Bizans'ın asıl varisi olarak Batı Anadolu'da, İznik (Nicaea) merkezli bir devlet kurulmuştu. I. Theodoros Laskaris tarafından kurulan bu devlet, sadece bir sürgün hükümeti değil, aynı zamanda kültürel bir Rönesans merkezi olmuştu. İşte İznik bu yüzden de önemli bir yerdi.

Konstantinopolis'in geri alınışı, büyük bir kuşatmadan ziyade şaşırtıcı bir tesadüf ve Venedik'in ihmali sonucu gerçekleşti. Latin askerler bir başka yere sefere gidip şehir savunmasız kalınca İznik’te bulunan

VIII. Mihail, Altın Kapı'dan şehre girerek Ayasofya'da taç giydi.

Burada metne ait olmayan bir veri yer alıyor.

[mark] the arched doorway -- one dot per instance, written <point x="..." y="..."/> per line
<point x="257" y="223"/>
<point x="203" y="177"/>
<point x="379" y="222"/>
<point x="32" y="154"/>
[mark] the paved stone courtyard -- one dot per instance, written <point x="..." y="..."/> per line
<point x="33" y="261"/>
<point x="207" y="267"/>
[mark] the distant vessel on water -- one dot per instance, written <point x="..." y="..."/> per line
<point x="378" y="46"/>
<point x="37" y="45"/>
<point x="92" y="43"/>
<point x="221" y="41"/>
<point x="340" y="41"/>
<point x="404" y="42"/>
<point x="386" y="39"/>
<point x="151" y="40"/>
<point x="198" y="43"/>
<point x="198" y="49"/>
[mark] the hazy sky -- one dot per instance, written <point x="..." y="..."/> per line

Geri alınan şehir harabe halindeydi. Nüfus 35.000'e düşmüş, saraylar yıkılmıştı.

Bu tartışmalar uzadı uzadı. Kent Osmanlı tarafından fethedildi. Ancak mezhepler arasındaki sorun devam etti. Ta ki 1965’e kadar. Bu tarihte taraflar karşılıklı aforozları kaldırdı. Ve ilişkilerdeki en somut iyileşme, 1204'ün 800. yıl dönümünde gerçekleşmişti. Papa 2. John Paul, Patrik I. Bartholomeos'un ziyareti sırasında 1204 olayları için derin üzüntülerini dile getirdi ve "Hristiyanların inanç kardeşlerine karşı silaha sarılmasının trajik olduğunu" belirterek zımni bir özür diledi. Patrik Bartholomeos bu özrü, "Uzlaşma ruhu nefretten güçlüdür" diyerek kabul etti.

Ve şimdi iki önemli dini liderin birlikte İznik’i ziyaret etmesi işte böylesi bir arka plana sahip. Ve İznik bir kez daha tarihe tanıklık ediyor.